Cluster Scheduling Component NPU Exporter
English | 中文
Quick Reference
- NPU Exporter is maintained by MindCluster Code Repository
- Where to get help
NPU Exporter
NPU Exporter is a MindCluster cluster scheduling component deployed on compute nodes. It reports various chip data metrics and supports both Prometheus and Telegraf monitoring integration.
Use Cases
During task execution, in addition to chip faults, it is often necessary to monitor chip network and compute utilization to identify performance bottlenecks and find directions for improving task performance. MindCluster provides the NPU Exporter component deployed on compute nodes for reporting various chip data metrics.
Features
- Retrieves chip and network data metrics from the driver.
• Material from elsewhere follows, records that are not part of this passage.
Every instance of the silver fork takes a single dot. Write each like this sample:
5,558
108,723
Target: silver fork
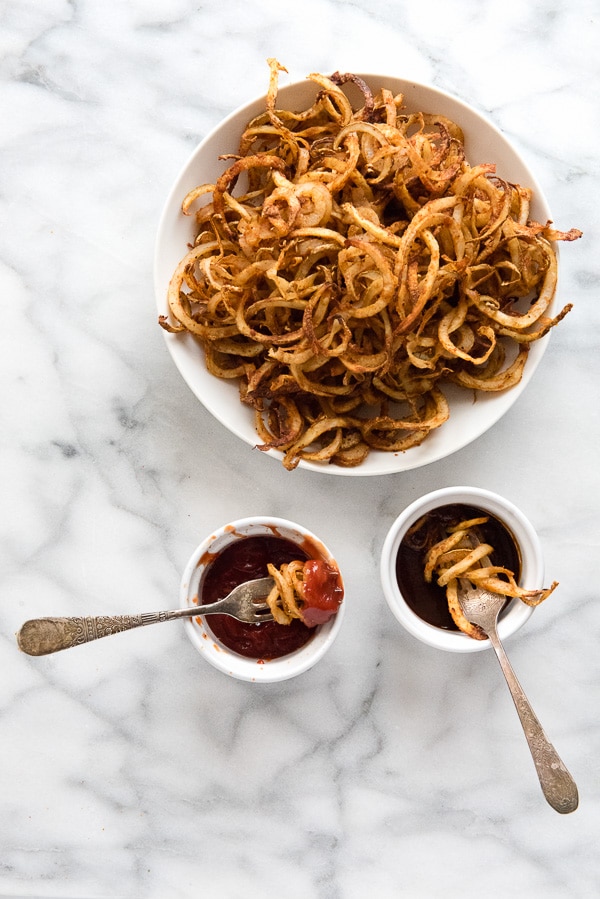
42,636
482,608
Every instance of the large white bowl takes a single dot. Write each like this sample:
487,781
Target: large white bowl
198,629
483,142
532,566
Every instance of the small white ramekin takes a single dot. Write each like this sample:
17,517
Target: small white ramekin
532,566
198,629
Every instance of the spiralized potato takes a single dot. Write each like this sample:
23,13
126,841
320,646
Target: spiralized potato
361,264
462,554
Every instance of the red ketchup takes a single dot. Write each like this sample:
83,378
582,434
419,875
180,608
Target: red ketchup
323,592
246,559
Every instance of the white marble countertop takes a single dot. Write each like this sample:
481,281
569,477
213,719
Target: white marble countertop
130,768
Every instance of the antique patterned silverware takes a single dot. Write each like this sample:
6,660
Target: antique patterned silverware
42,636
482,608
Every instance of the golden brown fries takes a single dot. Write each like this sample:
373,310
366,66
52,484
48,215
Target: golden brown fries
292,597
361,264
462,555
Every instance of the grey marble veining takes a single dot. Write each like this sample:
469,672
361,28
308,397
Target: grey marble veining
130,768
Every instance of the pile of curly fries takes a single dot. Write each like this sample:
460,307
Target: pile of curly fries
363,264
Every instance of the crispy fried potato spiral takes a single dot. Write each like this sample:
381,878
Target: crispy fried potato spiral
361,264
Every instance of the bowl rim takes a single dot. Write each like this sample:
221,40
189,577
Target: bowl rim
518,612
209,646
448,439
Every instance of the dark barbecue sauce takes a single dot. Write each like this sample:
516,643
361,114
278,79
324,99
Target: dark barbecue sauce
244,560
428,600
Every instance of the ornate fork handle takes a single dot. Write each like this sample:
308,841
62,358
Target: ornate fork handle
558,786
42,636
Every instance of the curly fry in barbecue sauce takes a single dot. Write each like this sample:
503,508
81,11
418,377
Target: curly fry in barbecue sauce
455,542
361,265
- Adapts Prometheus hook functions, providing standard interfaces for Prometheus service calls.
- Adapts Telegraf hook functions, providing standard interfaces for Telegraf service calls.
- Supports real-time monitoring of Ascend AI processor utilization, temperature, voltage, memory, and other data metrics.
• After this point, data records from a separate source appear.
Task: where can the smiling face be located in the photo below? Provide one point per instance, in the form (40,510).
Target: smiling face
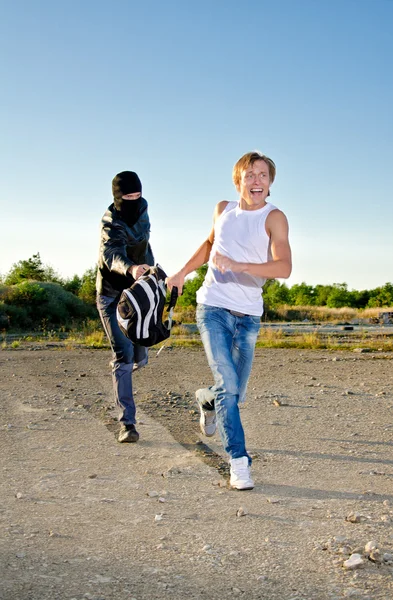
(254,186)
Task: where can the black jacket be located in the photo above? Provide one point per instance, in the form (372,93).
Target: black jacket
(120,248)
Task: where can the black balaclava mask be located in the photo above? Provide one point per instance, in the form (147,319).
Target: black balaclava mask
(124,183)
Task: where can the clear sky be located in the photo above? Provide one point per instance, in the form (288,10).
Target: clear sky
(178,90)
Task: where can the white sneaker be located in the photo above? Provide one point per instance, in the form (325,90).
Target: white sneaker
(240,474)
(208,420)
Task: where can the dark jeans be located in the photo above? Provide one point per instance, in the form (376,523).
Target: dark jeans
(126,357)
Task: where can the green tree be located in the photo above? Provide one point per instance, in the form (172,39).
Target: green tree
(275,294)
(87,290)
(302,294)
(339,296)
(73,285)
(381,296)
(33,269)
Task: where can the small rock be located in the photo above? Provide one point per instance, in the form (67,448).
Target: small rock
(370,546)
(354,562)
(375,555)
(241,512)
(354,518)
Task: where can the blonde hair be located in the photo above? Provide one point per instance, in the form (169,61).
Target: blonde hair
(248,160)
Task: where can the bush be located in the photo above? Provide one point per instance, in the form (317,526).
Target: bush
(42,304)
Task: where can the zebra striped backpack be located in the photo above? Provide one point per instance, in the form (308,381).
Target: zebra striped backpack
(140,309)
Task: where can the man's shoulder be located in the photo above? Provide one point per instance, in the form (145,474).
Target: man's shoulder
(222,206)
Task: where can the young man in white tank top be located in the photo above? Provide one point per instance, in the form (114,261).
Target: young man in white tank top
(247,245)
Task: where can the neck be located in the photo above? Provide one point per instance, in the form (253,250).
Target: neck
(245,206)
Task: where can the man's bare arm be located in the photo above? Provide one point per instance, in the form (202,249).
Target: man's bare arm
(281,264)
(199,258)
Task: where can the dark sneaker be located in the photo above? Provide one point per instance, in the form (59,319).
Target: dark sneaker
(128,433)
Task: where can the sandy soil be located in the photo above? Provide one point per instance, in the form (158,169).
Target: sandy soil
(84,517)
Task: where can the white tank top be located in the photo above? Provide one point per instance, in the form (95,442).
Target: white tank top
(240,235)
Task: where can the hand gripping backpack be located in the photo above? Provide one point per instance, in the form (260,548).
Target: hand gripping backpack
(140,309)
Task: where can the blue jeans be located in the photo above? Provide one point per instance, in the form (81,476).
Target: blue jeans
(126,357)
(229,343)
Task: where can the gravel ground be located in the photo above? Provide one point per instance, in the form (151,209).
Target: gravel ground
(84,517)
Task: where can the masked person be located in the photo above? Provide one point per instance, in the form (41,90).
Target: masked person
(247,245)
(124,255)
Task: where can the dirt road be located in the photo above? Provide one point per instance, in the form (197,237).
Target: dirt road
(84,517)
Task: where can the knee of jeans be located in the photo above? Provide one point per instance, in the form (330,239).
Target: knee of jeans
(123,358)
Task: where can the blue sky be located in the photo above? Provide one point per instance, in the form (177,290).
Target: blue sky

- Supports monitoring of virtual NPU (vNPU) AI Core utilization, vNPU total memory, and vNPU used memory.
- Supports custom metric development — users can develop custom metric plugins using the provided demo.
Upstream and Downstream Dependencies
- Retrieves chip and network information from the driver and stores it in a local cache.
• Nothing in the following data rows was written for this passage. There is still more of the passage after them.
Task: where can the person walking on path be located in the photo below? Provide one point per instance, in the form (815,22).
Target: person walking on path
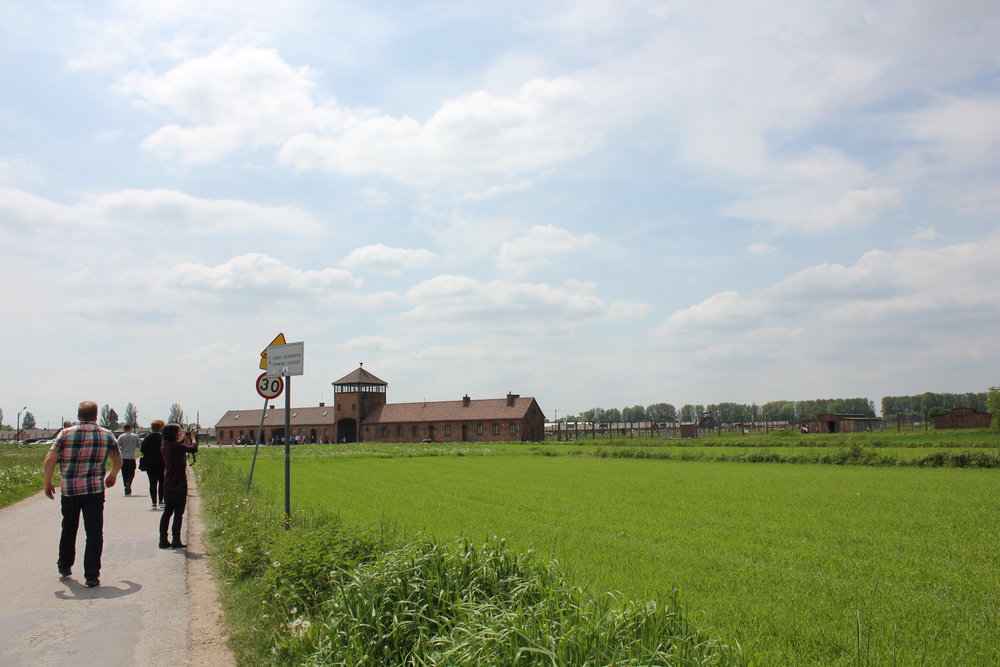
(82,452)
(175,482)
(152,461)
(127,443)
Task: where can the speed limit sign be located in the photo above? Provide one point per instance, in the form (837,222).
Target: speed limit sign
(270,387)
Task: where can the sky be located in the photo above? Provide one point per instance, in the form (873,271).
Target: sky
(597,204)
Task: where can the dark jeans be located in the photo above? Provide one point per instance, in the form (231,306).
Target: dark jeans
(173,507)
(92,508)
(128,473)
(155,485)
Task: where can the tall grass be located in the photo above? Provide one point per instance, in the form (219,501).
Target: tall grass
(318,594)
(20,471)
(783,559)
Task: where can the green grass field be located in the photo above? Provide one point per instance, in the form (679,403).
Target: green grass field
(20,471)
(799,564)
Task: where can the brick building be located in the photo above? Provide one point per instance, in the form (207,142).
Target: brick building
(962,418)
(360,412)
(837,423)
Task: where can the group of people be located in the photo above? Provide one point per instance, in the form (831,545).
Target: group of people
(82,452)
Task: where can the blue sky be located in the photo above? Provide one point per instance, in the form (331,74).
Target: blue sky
(598,204)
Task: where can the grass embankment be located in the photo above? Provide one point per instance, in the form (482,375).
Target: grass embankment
(977,448)
(803,564)
(20,471)
(321,595)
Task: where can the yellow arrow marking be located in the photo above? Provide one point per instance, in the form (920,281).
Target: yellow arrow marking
(279,340)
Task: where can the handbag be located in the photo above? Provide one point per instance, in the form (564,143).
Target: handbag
(174,495)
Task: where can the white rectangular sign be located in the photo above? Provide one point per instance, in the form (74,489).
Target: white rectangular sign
(285,360)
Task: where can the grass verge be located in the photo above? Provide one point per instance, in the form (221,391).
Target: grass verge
(315,594)
(20,471)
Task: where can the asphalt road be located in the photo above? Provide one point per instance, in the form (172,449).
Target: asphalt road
(139,615)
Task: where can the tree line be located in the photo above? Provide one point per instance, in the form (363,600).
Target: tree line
(109,418)
(728,413)
(929,404)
- Retrieves container information from the K8s standard CRI interface and stores it in a local cache.
- Implements Prometheus or Telegraf interfaces for periodic retrieval of cached data.
Supported Tags and Dockerfile Links
Tag Convention
Tags follow this format:
<version>-<os>
| Field | Example | Description |
|---|---|---|
version |
v26.1.0 |
NPU Exporter component version |
os |
ubuntu22.04 |
NPU Exporter image operating system |
NPU Exporter 26.1.0
| Tag | Dockerfile | Image Content |
|---|---|---|
v26.1.0-ubuntu22.04 |
Dockerfile.ubuntu | NPU Exporter v26.1.0 image for Ubuntu 22.04 |
v26.1.0-openeuler24.03 |
Dockerfile.openeuler | NPU Exporter v26.1.0 image for openEuler 24.03 |
Quick Start
Prerequisites
Software Dependencies
| Software | Supported Versions | Installation Location | Description |
|---|---|---|---|
| Kubernetes | 1.17.x~1.34.x (1.19.x or later recommended) | All nodes | See Kubernetes Documentation |
| Prometheus | Latest stable version recommended | Monitoring nodes | NPU Exporter adapts Prometheus hook functions to provide monitoring data |
| Ascend AI Processor Driver and Firmware | See version compatibility table | Compute nodes | See "Installing NPU Driver and Firmware" in the CANN Software Installation Guide |
Hardware Requirements
| Resource | Requirement |
|---|---|
| CPU | 1 core |
| Memory | 1 GB |
How to Build Locally
docker build --no-cache -t npu-exporter:{tag} ./ -f Dockerfile.{os}
Note:
- TARGETPLATFORM is a global built-in parameter provided by Docker BuildKit, used to obtain the target platform of the current build, such as linux/amd64 and linux/arm64.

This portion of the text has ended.